Every three weeks year-round, more than 20 Maui residents monitor the ocean water quality along the coasts of South and West Maui in the volunteer-based program Hui O Ka Wai Ola (Association Of The Living Waters).

The volunteers, working in teams, carry portable lab equipment to 29 beaches in the early morning hours. They wade knee deep into the ocean to gather water samples. Initial testing is completed in their cars, with additional testing taking place at indoor labs and at the University of Hawai‘i at Mānoa. 

Data has been gathered through this unique program for five years, including through most of the COVID-19 pandemic. 

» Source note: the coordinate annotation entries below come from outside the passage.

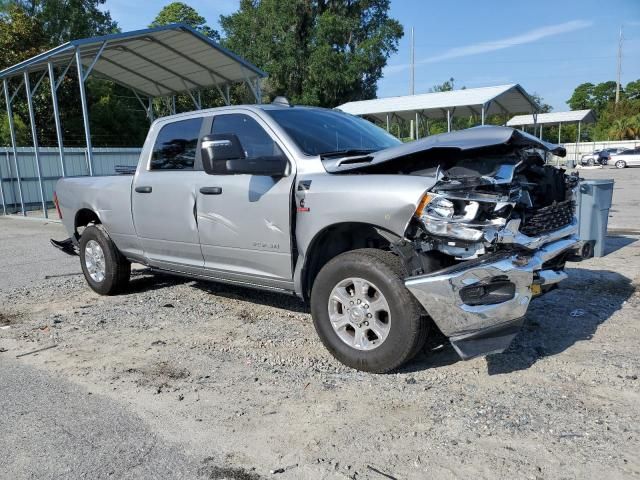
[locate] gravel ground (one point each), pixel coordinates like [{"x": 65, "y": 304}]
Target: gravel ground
[{"x": 234, "y": 384}]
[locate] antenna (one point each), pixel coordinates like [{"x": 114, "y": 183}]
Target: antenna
[
  {"x": 412, "y": 78},
  {"x": 620, "y": 40}
]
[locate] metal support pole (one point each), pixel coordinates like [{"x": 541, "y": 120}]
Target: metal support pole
[
  {"x": 258, "y": 91},
  {"x": 56, "y": 116},
  {"x": 11, "y": 180},
  {"x": 578, "y": 141},
  {"x": 4, "y": 202},
  {"x": 36, "y": 149},
  {"x": 85, "y": 111},
  {"x": 559, "y": 131},
  {"x": 12, "y": 134}
]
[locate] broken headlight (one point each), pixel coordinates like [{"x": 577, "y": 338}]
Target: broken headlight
[{"x": 462, "y": 219}]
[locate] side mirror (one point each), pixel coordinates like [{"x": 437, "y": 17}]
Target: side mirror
[
  {"x": 216, "y": 150},
  {"x": 222, "y": 154}
]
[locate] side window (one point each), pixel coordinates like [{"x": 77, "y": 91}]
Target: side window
[
  {"x": 256, "y": 142},
  {"x": 175, "y": 147}
]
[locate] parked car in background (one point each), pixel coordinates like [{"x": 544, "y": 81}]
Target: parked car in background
[
  {"x": 627, "y": 158},
  {"x": 600, "y": 157}
]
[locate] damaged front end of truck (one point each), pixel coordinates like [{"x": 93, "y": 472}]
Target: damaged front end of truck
[{"x": 493, "y": 233}]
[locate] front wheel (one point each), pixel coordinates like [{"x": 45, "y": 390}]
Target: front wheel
[
  {"x": 105, "y": 269},
  {"x": 364, "y": 314}
]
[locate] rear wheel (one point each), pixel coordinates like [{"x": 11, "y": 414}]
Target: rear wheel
[
  {"x": 105, "y": 269},
  {"x": 364, "y": 314}
]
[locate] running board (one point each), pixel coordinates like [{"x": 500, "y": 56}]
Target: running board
[{"x": 65, "y": 246}]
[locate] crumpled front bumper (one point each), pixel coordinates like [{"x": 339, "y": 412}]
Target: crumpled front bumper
[{"x": 475, "y": 330}]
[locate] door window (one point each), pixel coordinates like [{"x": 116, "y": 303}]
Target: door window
[
  {"x": 176, "y": 145},
  {"x": 255, "y": 141}
]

The programʻs findings about Maui coastal waters will be shown during a free Zoom presentation on Wednesday, Nov. 3 at 5:30 pm. The presentation is hosted by Maui Nui Marine Resource Council as part of its “Know Your Ocean Speaker Series.” To register, go to https://bit.ly/WaterQualityWebinar.

Tiara Stark, Senior Team Lead of the Hui O Ka Wai Ola Program, will conduct the presentation. Stark is responsible for overseeing all of the program’s water quality monitoring tasks and regularly accompanies the volunteers on their monitoring expeditions. She will describe the coastal water quality trends Hui O Ka Wai Ola has identified, and explain how these findings are helping to drive watershed management actions in our community. 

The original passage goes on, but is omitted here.